Published on 12:00 AM, October 19, 2017

Extra holiday!

Rambling Kushtia market causes school and college closure every Thursday

Jute is piled up at the ground of Alauddin Ahmed Degree College in Kushtia's Kumarkhali upazila for sale, hampering academic activities. Photo: Star

The Alauddin Ahmed Degree College and United High School in Banshgram village of Kushtia's Kumarkhali upazila could be said to be ideal educational institutions, for students who like to put their feet up. While across the rest of the country Thursday is a normal working day, here it's an extra holiday. Every Thursday, due to the disruption of the adjacent morning-to-evening Banshgram bazar, which regularly spills over onto the grounds of these two institutions, classes are not often held.

Both institutions were established in the 1990s. The market is one of the oldest in Kushtia, having been active for around a century. According to locals, the problem for the school and college occurs each Thursday when the market by tradition expands to sell wholesale commodities in addition to daily essentials.

On a Thursday the loudspeakers, the commotion of crowds and the shouting of hawkers, in addition to the physical occupation of school and college grounds to sell wholesale jute, onion, paddy and other crops, is incompatible with a congenial learning environment.

The school has around 700 students while another 400 study at the college; but on Thursdays, along with many of the teachers, most simply don't turn up. Everybody knows classes will likely be cancelled.

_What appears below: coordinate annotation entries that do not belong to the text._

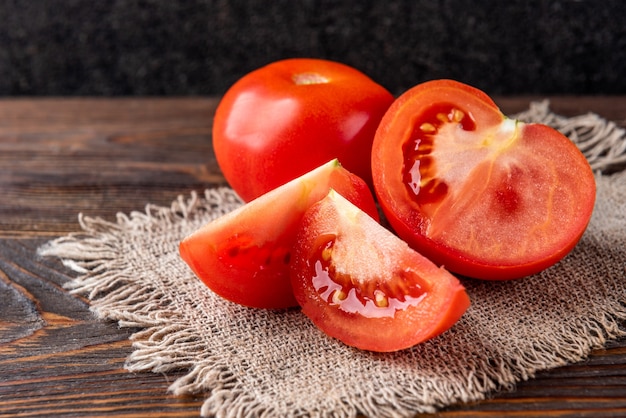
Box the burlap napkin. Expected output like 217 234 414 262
40 102 626 417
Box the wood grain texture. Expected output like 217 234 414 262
0 97 626 417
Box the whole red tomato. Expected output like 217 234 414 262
372 80 596 279
213 58 394 201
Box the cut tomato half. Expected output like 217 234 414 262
372 80 595 279
291 191 470 352
180 160 378 309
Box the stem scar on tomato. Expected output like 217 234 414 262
291 72 330 86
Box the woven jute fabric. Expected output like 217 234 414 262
39 102 626 417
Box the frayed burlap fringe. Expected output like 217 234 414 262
514 100 626 173
39 103 626 417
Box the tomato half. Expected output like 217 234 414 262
372 80 595 279
291 191 470 351
213 58 393 201
179 160 378 308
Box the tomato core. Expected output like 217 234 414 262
309 237 428 318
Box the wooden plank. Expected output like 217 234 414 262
0 97 626 417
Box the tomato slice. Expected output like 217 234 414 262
372 80 595 279
180 160 378 309
291 190 470 352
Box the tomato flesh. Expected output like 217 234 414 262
291 191 469 352
179 160 378 309
372 80 595 279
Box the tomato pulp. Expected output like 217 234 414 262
291 191 470 351
372 80 595 279
179 160 378 309
213 58 393 201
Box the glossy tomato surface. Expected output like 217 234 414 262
180 160 378 308
213 58 393 201
291 191 470 352
372 80 595 280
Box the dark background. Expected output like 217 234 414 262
0 0 626 96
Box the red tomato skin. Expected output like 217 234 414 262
213 58 394 201
291 192 470 352
372 80 595 280
179 160 379 309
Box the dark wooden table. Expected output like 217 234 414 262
0 97 626 417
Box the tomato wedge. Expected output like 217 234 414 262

“It makes no difference if we go to school on a Thursday or not, to be frank,” says one of the college teachers. “There will be hardly any students to teach. It's a long-term reality that we have to cope with; the impact across all educational activities is dire.”

“I've seen it like this for the last four years, ever since I started to study here,” says a class ten student of the high school.

“We can hardly even enter the school due to the noisy market crowd,” says second-year intermediate student Taher Afroz.

“I have asked several times for the market not to be run like that,” says the high school's headmaster Faruk Hossain. “But they don't care. It's very difficult to run any class on a Thursday.” The college principal, Habibur Rahman, agrees.

“It's not easy to tell a farmer to go elsewhere when he finds no other place to sell his crop at the market than the school and college grounds,” says the market's lessee Azizur Rahman. “We do try to keep the market within its boundary.”

Kumarkhali's Upazila Nirbahi Officer Shahinuzzaman told The Daily Star that the market has a lease over a specific area only and that he will look into the matter.